Package 'EpiStats'

Title: Tools for Epidemiologists
Description: Provides set of functions aimed at epidemiologists. The package includes commands for measures of association and impact for case control studies and cohort studies. It may be particularly useful for outbreak investigations including univariable analysis and stratified analysis. The functions for cohort studies include the CS(), CSTable() and CSInter() commands. The functions for case control studies include the CC(), CCTable() and CCInter() commands. References - Cornfield, J. 1956. A statistical problem arising from retrospective studies. In Vol. 4 of Proceedings of the Third Berkeley Symposium, ed. J. Neyman, 135-148. Berkeley, CA - University of California Press. Woolf, B. 1955. On estimating the relation between blood group disease. Annals of Human Genetics 19 251-253. Reprinted in Evolution of Epidemiologic Ideas Annotated Readings on Concepts and Methods, ed. S. Greenland, pp. 108-110. Newton Lower Falls, MA Epidemiology Resources. Gilles Desve & Peter Makary, 2007. 'CSTABLE Stata module to calculate summary table for cohort study' Statistical Software Components S456879, Boston College Department of Economics. Gilles Desve & Peter Makary, 2007. 'CCTABLE Stata module to calculate summary table for case-control study' Statistical Software Components S456878, Boston College Department of Economics.
Authors: Jean Pierre Decorps [aut], Esther Kissling [ctb], Lore Merdrignac [cre]
Maintainer: Lore Merdrignac <[email protected]>
License: LGPL-3
Version: 1.6-2
Built: 2024-10-30 09:16:02 UTC
Source: https://github.com/cran/EpiStats

Help Index


Univariate analysis of case control studies

Description

CC is used with case-control studies to determine the association between an exposure and an outcome. Note that all variables need to be numeric and binary and coded as "0" and "1". Point estimates and confidence intervals for the odds ratio are calculated, along with attributable or prevented fractions for the exposed and total population.

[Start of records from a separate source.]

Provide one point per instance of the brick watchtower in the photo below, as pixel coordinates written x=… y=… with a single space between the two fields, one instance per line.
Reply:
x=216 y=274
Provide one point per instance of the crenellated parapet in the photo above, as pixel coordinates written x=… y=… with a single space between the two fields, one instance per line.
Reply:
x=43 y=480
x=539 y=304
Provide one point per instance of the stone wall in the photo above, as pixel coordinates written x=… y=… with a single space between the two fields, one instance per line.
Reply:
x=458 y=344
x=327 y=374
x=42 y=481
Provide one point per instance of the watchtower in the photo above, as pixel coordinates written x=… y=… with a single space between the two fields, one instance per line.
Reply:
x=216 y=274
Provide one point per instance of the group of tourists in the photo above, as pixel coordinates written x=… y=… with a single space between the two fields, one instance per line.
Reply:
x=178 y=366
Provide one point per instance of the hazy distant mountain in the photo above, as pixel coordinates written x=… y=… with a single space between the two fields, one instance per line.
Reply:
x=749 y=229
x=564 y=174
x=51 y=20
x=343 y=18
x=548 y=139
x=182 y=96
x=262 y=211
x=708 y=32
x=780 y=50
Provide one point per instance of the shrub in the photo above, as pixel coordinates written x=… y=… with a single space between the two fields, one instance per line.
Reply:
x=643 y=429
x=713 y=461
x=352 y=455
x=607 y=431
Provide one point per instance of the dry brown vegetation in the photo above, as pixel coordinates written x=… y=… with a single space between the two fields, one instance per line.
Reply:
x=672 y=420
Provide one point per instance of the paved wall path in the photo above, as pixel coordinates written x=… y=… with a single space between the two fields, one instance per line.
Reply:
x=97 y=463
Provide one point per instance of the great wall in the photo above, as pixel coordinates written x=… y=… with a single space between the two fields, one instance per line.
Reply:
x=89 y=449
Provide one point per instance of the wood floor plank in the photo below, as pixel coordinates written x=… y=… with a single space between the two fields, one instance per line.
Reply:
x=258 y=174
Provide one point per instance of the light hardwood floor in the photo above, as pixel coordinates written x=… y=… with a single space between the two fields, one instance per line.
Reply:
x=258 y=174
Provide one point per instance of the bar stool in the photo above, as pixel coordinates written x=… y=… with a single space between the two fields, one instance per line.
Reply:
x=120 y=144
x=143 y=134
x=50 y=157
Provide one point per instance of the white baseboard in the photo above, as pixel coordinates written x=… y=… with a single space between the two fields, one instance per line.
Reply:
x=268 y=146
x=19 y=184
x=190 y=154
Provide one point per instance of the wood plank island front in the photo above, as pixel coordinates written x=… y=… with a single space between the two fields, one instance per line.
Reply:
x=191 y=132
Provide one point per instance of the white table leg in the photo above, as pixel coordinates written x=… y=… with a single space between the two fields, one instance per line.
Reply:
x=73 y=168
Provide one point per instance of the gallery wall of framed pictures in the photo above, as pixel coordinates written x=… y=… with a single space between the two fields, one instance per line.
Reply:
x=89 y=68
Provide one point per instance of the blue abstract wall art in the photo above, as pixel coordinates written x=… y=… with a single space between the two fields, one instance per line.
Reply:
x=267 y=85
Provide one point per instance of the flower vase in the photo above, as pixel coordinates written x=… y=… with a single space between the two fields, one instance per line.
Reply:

Additionally you can select if you want to display the Fisher's exact test, by specifying exact = TRUE.

If you specify full = TRUE you can easily access useful statistics from the output tables.

Usage

CC(data, cases, exposure, exact = FALSE, full = FALSE, title = "CC")

Arguments

data

data.frame

cases

character - Case variable

exposure

character - Exposure variable

exact

boolean - TRUE if you would like to display Fisher's exact p-value

full

boolean - TRUE if you need to display useful statistics and values for formatting

title

character - title of tables

Value

list:

df1

data.frame - two by two table

df2

data.frame - statistics

df1.align

character - alignment for kable/xtable

df2.align

character - alignment for kable/xtable

df1.digits

integer vector - digit number displayed for kable/xtable

df2.digits

integer vector - digit number displayed for kable/xtable

st

list - individual statistics

The item st returns the odds ratio and its 95 percent confidence intervals, the attributable fraction among the exposed and its 95 percent confidence intervals, the attributable fraction among the population and its 95 percent confidence intervals, the Chi square value, the Chi square p-value and the Fisher's exact test p-value.

Note

You can use the lowercase command "cc" in place of "CC"

Please note also that when the outcome is frequent the odds ratio will overestimate the risk ratio (if OR>1) or underestimate the risk ratio (OR<1). If the outcome is rare, the risk ratio and the odds ratio are similiar.

In a case control study, the attributable fraction among the exposed and among the population assume that the OR approximates the risk ratio.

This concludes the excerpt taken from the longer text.